Feb 9, 2020 | 3:29 PM

PRINCE GEORGE – Arrests are mounting at protest camps near construction zones of the Coastal GasLink pipeline through Wet’suwet’en territory.

RCMP officers arrested 11 people Saturday who allegedly barricaded themselves in a warming centre in a forested area near the worksite.

That same day, Satsi Naziel, a Wet’Suwet’en woman, was in Prince George with others working to raise awareness of the situation being forced upon her people. They stood outside of the Prince George RCMP Detachment at 455 Victoria Street.

She said friends of hers have been unlawfully arrested.

“My friends, they have been arrested. There’s blood on the ground. They were dragged out of broken glass windows. They were unlawfully arrested for breaching the injunction.
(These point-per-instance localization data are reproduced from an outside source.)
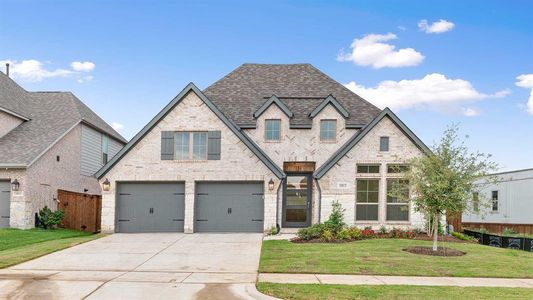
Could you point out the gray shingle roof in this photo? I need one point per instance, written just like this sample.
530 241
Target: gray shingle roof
50 114
300 86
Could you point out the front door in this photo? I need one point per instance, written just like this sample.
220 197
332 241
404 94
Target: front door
297 192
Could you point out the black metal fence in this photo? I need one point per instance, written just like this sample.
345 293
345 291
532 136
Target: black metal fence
518 243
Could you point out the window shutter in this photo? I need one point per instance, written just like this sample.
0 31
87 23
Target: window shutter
213 145
384 143
167 145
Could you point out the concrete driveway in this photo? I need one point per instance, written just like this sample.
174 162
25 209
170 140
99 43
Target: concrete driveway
142 266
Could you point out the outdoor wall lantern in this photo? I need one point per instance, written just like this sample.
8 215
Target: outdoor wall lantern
15 185
271 185
106 185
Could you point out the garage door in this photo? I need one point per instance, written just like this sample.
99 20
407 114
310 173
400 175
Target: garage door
5 191
229 207
151 207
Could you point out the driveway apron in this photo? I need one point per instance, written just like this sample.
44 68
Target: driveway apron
142 266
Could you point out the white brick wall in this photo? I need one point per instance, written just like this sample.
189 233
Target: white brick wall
143 162
401 149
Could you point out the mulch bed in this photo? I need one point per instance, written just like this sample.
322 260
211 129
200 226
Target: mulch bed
441 251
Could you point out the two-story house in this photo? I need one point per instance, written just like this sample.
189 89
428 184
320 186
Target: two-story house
266 145
49 141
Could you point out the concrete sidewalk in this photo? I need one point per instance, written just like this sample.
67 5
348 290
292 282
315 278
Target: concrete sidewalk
393 280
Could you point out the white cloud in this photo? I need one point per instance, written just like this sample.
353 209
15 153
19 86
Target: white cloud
371 50
437 27
433 91
117 126
79 66
526 81
33 70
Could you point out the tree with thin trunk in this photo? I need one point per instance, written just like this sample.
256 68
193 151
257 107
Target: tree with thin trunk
444 180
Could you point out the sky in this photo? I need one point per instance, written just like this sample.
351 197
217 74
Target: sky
434 63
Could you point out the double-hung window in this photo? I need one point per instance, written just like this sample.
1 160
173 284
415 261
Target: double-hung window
397 200
495 197
367 199
190 146
328 130
272 130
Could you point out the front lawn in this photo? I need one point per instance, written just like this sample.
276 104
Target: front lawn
17 245
385 257
316 291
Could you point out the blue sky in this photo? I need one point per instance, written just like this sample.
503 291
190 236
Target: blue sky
136 56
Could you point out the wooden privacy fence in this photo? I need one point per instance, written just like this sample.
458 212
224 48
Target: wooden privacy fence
82 211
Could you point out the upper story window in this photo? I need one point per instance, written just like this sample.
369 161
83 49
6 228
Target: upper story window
475 201
495 197
368 169
190 145
384 143
328 130
105 148
396 168
272 130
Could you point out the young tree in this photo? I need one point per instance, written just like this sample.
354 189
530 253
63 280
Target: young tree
443 181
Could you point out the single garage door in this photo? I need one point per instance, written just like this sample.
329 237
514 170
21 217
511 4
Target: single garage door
5 192
150 207
229 207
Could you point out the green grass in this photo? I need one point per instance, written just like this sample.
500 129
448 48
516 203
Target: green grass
316 291
17 245
385 257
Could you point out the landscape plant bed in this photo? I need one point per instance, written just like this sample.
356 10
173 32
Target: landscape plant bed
441 251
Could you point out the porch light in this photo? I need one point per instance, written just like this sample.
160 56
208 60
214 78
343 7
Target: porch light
271 185
15 185
106 185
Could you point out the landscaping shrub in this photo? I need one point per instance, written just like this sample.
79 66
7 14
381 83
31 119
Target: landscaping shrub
309 233
50 219
335 222
327 236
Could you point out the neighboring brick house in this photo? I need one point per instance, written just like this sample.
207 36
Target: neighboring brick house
49 141
265 145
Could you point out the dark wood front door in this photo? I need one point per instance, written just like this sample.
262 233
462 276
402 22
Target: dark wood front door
297 195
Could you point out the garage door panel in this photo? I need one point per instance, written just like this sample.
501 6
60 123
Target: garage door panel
229 207
151 207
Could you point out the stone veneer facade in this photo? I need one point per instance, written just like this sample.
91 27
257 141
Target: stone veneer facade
41 180
238 163
143 163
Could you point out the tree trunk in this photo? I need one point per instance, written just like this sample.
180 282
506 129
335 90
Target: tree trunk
435 230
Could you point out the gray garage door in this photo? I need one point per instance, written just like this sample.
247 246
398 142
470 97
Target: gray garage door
151 207
229 207
5 191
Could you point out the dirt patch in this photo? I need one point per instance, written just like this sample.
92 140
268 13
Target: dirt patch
441 251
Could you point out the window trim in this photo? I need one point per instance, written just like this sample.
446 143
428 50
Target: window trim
387 203
323 121
497 201
388 143
377 204
266 129
191 146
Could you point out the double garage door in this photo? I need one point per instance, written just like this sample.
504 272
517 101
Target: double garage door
219 207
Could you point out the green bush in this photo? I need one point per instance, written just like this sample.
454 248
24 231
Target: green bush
335 222
309 233
327 236
50 219
355 233
344 234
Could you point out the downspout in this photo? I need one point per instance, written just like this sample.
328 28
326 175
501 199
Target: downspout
278 225
319 198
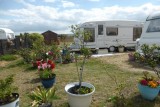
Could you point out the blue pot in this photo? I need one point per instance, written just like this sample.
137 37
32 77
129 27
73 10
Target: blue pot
48 83
148 92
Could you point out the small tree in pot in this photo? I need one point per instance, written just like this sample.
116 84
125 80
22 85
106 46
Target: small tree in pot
79 92
42 97
8 97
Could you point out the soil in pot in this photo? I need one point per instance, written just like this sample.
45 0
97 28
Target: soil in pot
80 90
46 105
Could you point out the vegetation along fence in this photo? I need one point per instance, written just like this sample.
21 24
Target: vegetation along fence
8 46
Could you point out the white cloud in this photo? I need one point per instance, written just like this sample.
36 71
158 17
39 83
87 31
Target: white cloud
42 18
49 1
67 4
95 0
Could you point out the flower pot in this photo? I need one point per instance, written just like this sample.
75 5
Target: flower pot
46 105
131 57
48 83
79 100
14 103
121 49
148 92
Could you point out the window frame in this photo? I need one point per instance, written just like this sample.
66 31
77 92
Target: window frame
116 32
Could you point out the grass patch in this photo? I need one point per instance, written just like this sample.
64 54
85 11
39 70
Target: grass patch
94 73
8 57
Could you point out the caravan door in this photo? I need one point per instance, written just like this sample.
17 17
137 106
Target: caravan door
91 42
101 36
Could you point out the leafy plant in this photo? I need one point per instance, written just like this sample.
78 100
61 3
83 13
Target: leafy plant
46 69
148 80
42 96
85 52
118 99
25 53
6 90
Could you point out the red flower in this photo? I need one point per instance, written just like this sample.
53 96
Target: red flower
50 53
43 62
50 62
144 82
38 63
52 65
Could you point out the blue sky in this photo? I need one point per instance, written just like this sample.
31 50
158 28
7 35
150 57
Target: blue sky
57 15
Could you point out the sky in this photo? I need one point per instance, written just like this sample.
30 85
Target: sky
57 15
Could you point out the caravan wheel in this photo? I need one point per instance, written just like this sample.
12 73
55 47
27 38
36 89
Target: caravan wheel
112 49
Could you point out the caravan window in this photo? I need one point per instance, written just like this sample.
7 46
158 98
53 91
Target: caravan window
111 31
92 31
154 26
136 33
100 29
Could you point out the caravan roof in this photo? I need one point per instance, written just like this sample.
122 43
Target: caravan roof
153 16
6 30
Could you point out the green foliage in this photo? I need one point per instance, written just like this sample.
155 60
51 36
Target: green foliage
6 89
41 95
25 53
8 57
118 99
83 37
150 56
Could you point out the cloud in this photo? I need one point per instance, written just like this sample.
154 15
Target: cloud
94 0
49 1
34 18
67 4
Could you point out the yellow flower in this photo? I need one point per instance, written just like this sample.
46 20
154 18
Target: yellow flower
153 84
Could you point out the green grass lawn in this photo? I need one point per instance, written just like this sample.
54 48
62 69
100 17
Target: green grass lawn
26 79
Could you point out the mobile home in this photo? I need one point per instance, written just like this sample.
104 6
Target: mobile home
111 34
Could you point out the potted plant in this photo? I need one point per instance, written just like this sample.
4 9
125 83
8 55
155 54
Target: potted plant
121 48
46 72
80 93
42 97
8 95
131 56
148 87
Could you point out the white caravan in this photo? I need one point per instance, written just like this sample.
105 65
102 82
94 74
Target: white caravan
6 34
151 31
111 34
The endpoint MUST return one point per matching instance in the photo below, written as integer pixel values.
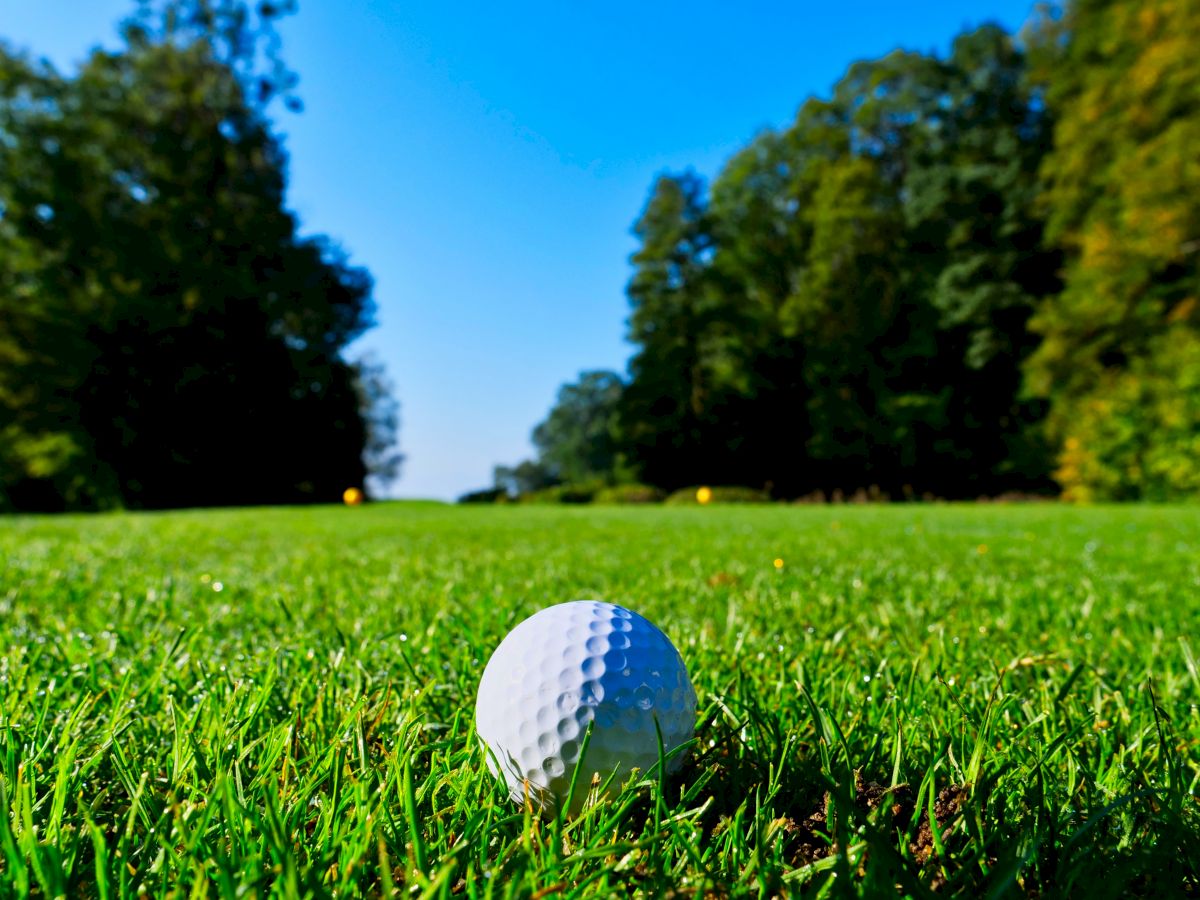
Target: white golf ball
(569, 666)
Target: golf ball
(574, 665)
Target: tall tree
(1123, 203)
(850, 305)
(577, 441)
(168, 336)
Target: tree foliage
(1117, 357)
(167, 335)
(847, 305)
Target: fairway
(280, 702)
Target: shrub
(1138, 436)
(629, 493)
(561, 493)
(489, 495)
(730, 493)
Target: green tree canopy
(167, 335)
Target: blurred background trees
(167, 335)
(957, 276)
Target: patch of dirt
(811, 832)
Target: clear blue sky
(485, 161)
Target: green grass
(970, 701)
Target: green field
(964, 700)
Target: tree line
(960, 275)
(168, 337)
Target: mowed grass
(964, 700)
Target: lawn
(955, 700)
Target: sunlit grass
(961, 700)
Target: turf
(955, 700)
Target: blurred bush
(1138, 437)
(622, 495)
(687, 496)
(562, 493)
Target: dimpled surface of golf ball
(573, 665)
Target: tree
(849, 305)
(169, 337)
(1123, 204)
(577, 439)
(526, 477)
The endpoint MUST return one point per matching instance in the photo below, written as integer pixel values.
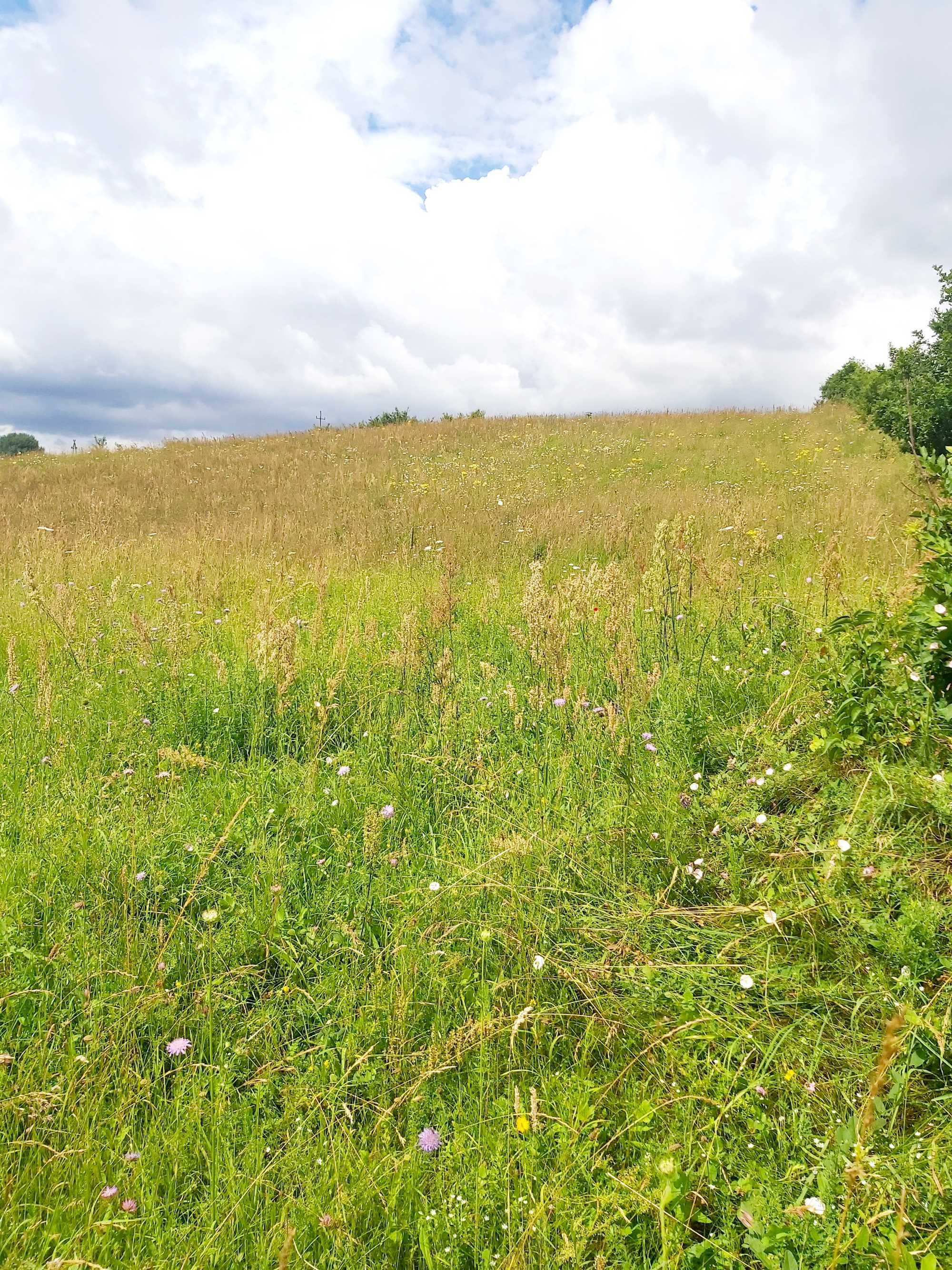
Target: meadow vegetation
(425, 848)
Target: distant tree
(395, 416)
(912, 398)
(18, 444)
(847, 384)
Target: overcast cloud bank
(228, 215)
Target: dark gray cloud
(224, 218)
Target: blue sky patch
(14, 10)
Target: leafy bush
(18, 444)
(395, 416)
(893, 677)
(912, 398)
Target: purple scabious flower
(429, 1141)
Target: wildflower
(429, 1141)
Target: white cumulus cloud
(227, 215)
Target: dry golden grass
(488, 490)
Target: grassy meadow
(450, 790)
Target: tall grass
(577, 660)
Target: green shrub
(912, 398)
(395, 416)
(893, 677)
(18, 444)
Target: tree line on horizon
(911, 398)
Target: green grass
(621, 1103)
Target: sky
(228, 216)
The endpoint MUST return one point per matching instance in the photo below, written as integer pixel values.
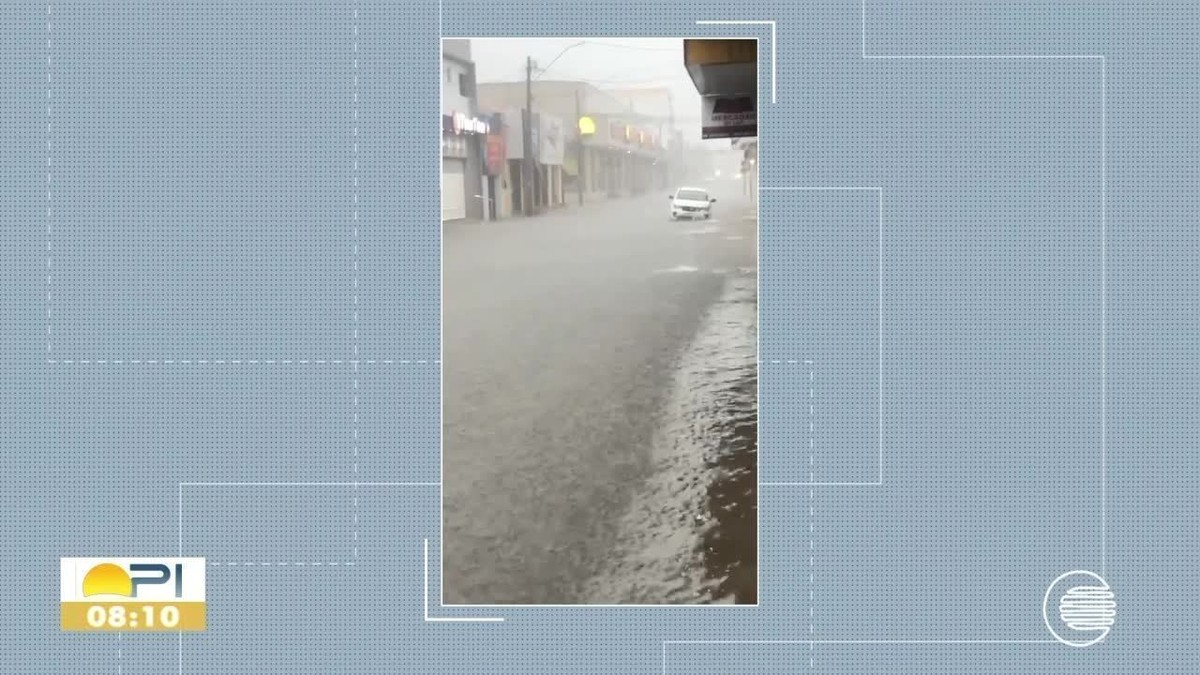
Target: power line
(636, 47)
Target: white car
(691, 203)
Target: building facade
(606, 150)
(463, 136)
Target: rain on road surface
(600, 406)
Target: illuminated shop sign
(460, 124)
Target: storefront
(462, 150)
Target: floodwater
(690, 536)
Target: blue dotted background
(202, 189)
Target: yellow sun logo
(107, 579)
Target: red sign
(497, 153)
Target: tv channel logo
(132, 593)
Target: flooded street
(690, 535)
(599, 414)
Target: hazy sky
(607, 63)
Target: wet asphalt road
(599, 406)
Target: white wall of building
(453, 101)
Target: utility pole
(670, 156)
(579, 147)
(527, 141)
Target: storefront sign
(729, 117)
(460, 124)
(496, 154)
(454, 147)
(551, 149)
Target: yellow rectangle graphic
(133, 616)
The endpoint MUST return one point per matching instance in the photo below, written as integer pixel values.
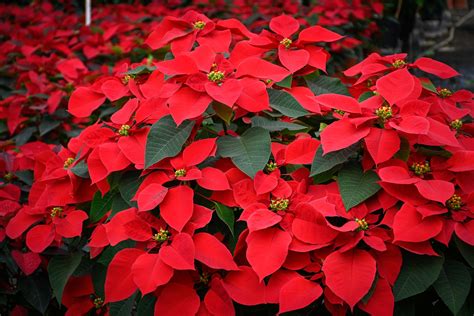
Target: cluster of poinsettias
(233, 174)
(46, 52)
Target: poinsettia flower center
(454, 203)
(271, 166)
(8, 176)
(216, 76)
(98, 303)
(161, 236)
(384, 112)
(399, 63)
(363, 225)
(180, 173)
(126, 79)
(56, 212)
(420, 168)
(199, 25)
(444, 93)
(286, 42)
(124, 130)
(68, 162)
(456, 124)
(279, 204)
(204, 278)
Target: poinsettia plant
(229, 174)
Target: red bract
(219, 170)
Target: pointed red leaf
(177, 299)
(39, 238)
(408, 225)
(262, 261)
(119, 283)
(350, 274)
(435, 190)
(435, 68)
(151, 197)
(177, 207)
(213, 253)
(341, 134)
(396, 86)
(84, 101)
(180, 254)
(298, 293)
(149, 272)
(382, 144)
(244, 287)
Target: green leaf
(226, 214)
(284, 103)
(100, 205)
(467, 251)
(123, 308)
(418, 274)
(355, 185)
(249, 152)
(453, 284)
(285, 83)
(98, 274)
(81, 170)
(223, 111)
(36, 291)
(274, 126)
(47, 125)
(25, 176)
(324, 163)
(165, 139)
(146, 306)
(324, 84)
(60, 268)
But they were off of the road, that’s what the injunction states.. that if you were on the road then you’re breaching the injunction, but they weren’t on the road. And even if they were, our people have all said no. That is our consent, our lawful consent.”

Naziel said family members of hers, some being hereditary chiefs, were also to have a meeting with the RCMP on Saturday

“The RCMP agreed to have the meeting and they blocked them out as soon as they left. They did not have the meeting. They lied to them.”

Support for the Wet’suwet’en has been felt down in the Lower Mainland with protests outside Vancouver City Hall.

Indigenous youth and supporters continue to protest by camping overnight on the front steps of the B.C. legislature in Victoria.